Most people consider Hessian fly an insect dealt with in the fall. In general, fall seeding after the "fly-free" date provides adequate control. However, this practice appears to be breaking down, resulting in the spring infestations.
Kansas State University entomologist Phillip Sloderbeck says some growers are simply ignoring the fly-free date when planting. Occasionally frost and onset of cold weather are late enough to allow infestation of small grains in the fall, which overwinter and cause spring issues.
"Lack of crop rotation is probably a bigger issue for us," Sloderbeck says. "The current emphasis on soil and moisture savings plus the high price of fuel is encouraging reduced- and no-till farming. In Kansas, an increase in continuous wheat is leading to more Hessian fly problems."
University of Kentucky entomologist Doug Johnson also put Hessian fly on his watch list. "Warm fall temperatures and warm winters have caused a slight increase of this pest over the past few years," he says.
"The fly-free day helps, but in the end it is an axiom built on temperature and the premise of shutting the insect down with cold weather," he explains. "The trend toward warm falls has some people wondering if we need to re-evaluate the fly-free date."
Weather or calendar? The date has always been a little sketchy in the South, where temperatures are always more moderate. Ed Twidwell, Louisiana State University entomologist, says the state saw more Hessian fly problems when wheat acreage increased in response to high commodity prices.
In Louisiana, planted wheat acreage has dropped to around 200,000 acres for the 2009 season. "Wheat is often used for wildlife plots," Twidwell says. The plots are rarely managed with the same care as fields and can contribute to a "green bridge" for the pest.
Johnson worries most when volunteer wheat enters the picture. In this case, seed lies dormant during a dry summer and is activated by late-season rain. It becomes heavily infested when it emerges before the fly-free date and is exposed to long periods of egg laying by Hessian fly adults. The eggs deposited in volunteer wheat hatch into maggots that feed on the wheat and, when grown, change into the overwintering stage called flaxseed.
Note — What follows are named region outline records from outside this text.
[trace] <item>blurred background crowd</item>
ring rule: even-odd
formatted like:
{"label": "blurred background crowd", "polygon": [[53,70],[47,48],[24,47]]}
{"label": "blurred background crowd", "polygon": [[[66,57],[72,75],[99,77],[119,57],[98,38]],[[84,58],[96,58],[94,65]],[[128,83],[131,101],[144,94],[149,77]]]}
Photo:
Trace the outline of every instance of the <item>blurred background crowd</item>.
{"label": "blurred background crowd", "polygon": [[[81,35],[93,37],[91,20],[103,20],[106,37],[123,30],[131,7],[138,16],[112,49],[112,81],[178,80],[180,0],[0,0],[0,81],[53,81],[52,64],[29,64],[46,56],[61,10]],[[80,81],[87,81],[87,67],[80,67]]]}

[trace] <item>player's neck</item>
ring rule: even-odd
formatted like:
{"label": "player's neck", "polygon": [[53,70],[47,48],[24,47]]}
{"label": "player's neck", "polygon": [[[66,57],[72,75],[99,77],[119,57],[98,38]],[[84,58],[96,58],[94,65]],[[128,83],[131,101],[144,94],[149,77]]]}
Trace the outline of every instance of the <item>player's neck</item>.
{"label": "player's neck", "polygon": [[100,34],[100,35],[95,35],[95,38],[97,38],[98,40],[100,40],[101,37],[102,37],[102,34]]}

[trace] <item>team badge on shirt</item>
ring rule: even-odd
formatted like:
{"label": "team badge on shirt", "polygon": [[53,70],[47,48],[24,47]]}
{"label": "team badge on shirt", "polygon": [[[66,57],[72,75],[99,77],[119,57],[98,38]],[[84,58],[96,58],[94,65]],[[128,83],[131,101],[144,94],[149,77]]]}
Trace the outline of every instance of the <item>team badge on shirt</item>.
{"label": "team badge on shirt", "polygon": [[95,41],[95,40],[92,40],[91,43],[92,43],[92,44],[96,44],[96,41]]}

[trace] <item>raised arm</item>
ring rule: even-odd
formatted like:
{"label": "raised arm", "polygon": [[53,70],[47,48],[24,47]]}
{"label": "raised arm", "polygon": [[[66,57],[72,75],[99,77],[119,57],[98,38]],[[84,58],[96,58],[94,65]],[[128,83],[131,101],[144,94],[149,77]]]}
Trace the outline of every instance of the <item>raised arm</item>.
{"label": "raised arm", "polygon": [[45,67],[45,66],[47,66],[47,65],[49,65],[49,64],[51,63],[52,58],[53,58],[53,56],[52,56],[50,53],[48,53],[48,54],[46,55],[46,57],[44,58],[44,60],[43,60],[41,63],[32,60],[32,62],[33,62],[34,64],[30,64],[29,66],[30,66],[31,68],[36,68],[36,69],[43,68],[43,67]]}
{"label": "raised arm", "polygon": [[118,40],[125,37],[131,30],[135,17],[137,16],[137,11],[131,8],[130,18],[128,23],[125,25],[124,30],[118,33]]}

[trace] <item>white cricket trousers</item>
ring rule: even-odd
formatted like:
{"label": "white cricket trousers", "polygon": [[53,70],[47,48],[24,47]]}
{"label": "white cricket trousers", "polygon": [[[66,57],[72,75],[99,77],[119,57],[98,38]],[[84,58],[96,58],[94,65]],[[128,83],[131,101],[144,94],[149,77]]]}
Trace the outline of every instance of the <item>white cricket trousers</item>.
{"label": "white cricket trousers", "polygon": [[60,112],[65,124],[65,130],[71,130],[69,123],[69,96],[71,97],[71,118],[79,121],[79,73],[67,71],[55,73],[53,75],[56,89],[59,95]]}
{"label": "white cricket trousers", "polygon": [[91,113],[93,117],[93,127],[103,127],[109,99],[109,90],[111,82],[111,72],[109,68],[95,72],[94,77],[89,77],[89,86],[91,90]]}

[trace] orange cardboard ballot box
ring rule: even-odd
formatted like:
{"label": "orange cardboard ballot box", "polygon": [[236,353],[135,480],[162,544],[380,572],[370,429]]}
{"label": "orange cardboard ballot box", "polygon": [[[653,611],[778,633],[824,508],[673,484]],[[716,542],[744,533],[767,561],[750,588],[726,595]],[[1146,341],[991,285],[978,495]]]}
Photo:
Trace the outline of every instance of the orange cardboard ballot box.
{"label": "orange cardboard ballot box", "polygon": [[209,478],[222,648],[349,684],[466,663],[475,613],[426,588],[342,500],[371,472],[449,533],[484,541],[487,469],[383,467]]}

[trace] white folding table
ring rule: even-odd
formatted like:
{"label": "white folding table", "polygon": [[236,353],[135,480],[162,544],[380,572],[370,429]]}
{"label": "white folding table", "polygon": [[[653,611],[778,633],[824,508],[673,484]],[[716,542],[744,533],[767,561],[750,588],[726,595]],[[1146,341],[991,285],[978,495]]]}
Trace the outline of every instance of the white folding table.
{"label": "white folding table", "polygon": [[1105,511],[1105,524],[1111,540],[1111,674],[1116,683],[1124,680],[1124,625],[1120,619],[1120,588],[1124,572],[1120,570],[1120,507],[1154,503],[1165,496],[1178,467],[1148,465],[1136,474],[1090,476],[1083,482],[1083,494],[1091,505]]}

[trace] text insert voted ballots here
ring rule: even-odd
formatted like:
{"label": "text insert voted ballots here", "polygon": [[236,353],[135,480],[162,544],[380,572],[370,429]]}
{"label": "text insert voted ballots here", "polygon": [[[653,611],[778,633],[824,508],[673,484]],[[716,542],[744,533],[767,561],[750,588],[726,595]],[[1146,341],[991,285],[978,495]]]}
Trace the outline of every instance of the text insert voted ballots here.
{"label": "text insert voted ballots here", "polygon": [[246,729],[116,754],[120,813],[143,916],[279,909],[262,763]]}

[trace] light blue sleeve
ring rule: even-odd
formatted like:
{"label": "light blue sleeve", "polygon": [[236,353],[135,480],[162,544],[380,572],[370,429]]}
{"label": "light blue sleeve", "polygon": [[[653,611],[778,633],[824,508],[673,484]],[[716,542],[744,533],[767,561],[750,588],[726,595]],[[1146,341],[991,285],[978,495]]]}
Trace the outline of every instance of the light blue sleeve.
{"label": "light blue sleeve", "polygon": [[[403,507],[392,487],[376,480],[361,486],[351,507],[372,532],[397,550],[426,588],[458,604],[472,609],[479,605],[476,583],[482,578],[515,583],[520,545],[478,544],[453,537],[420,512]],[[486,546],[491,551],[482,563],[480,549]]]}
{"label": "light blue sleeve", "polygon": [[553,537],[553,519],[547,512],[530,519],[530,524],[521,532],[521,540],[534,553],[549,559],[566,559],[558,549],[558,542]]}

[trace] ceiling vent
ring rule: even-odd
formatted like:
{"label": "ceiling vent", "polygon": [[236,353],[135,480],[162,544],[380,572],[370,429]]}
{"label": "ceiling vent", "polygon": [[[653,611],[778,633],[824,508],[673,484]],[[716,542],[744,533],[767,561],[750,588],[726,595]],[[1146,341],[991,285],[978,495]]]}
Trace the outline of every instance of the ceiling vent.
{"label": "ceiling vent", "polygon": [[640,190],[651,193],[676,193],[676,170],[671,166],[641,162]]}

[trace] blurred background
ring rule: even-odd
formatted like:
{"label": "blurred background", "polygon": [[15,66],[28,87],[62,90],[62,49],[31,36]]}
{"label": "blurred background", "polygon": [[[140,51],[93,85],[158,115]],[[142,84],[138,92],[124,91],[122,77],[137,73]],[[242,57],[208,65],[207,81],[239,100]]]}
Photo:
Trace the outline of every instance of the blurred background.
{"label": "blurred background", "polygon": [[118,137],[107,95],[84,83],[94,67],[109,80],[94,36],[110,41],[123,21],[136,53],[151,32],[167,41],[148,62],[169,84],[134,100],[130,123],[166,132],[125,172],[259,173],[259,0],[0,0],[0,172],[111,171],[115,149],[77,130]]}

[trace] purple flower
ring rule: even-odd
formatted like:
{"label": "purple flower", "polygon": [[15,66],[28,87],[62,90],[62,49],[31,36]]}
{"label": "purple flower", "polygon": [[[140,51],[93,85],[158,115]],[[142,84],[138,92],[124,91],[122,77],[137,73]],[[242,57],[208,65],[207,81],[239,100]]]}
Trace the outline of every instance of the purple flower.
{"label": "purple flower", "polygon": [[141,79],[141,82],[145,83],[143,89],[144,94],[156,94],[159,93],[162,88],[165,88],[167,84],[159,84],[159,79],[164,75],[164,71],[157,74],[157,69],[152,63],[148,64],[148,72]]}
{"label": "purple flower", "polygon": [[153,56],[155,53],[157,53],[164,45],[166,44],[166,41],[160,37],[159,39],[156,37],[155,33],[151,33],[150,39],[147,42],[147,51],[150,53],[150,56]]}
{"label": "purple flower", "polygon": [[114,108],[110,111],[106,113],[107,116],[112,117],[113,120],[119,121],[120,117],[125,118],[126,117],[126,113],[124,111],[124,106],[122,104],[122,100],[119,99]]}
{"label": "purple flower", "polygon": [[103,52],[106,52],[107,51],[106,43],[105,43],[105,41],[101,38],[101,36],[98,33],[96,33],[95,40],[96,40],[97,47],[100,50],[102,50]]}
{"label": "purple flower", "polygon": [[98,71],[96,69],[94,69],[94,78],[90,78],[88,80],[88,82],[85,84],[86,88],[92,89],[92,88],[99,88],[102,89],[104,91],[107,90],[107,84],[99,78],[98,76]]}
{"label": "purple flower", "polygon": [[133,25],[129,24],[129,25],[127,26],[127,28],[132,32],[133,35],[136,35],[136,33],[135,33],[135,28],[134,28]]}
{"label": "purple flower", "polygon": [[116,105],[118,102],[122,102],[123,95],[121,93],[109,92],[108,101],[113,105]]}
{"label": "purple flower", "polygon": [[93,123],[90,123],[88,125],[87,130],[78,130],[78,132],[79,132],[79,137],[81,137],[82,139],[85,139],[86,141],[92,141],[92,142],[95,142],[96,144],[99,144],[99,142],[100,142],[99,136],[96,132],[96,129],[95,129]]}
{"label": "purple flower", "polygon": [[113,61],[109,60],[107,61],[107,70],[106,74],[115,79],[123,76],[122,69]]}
When the adults emerge from the flaxseed in the spring, they seek a host upon which to lay their eggs. The volunteer wheat is likely to be unthrifty, so the insects seek a more robust host, with production wheat the prime target. The exception is in the South, where the insect can sometimes go through three or more generations, rather than the two (fall and spring) that are normal for the Midwest.
Timely control. Johnson says it's not easy to decide if volunteer wheat will increase Hessian fly problems in the spring. "The insect is not a great flyer. The best guess is production wheat within 400 yards of heavily infested volunteer wheat is at increased risk."
Foliar-applied insecticides can control spring infestations, but they must kill the adults or the very young maggots before they move under leaf sheaths. Research from North Carolina and Georgia indicates that a well-timed application of a long residual synthetic pyrethroid will control both adults and young larvae. To control the spring adults, check the flaxseed or pupal stage in infested shoots of volunteer wheat by squeezing. If they appear orange, it is time to act. "You need to apply an insecticide just as adults are about to emerge," Johnson says.
Looking for the tiny transparent Hessian fly eggs is another method. They will be laid end-to-end in a row between leaf veins on the upper surface of wheat leaves. "Treatment may be justified if there are four or more eggs per leaf," Johnson says.
There are a few wheat varieties resistant to Hessian fly, but Sloderbeck says many are not highly resistant to wheat diseases. "The best control is prevention," he says. "Never allow a green bridge—aphids and wheat curl mites also use volunteer wheat as a staging ground to attack new wheat stands. Destroy volunteer wheat and avoid using wheat as a cover crop."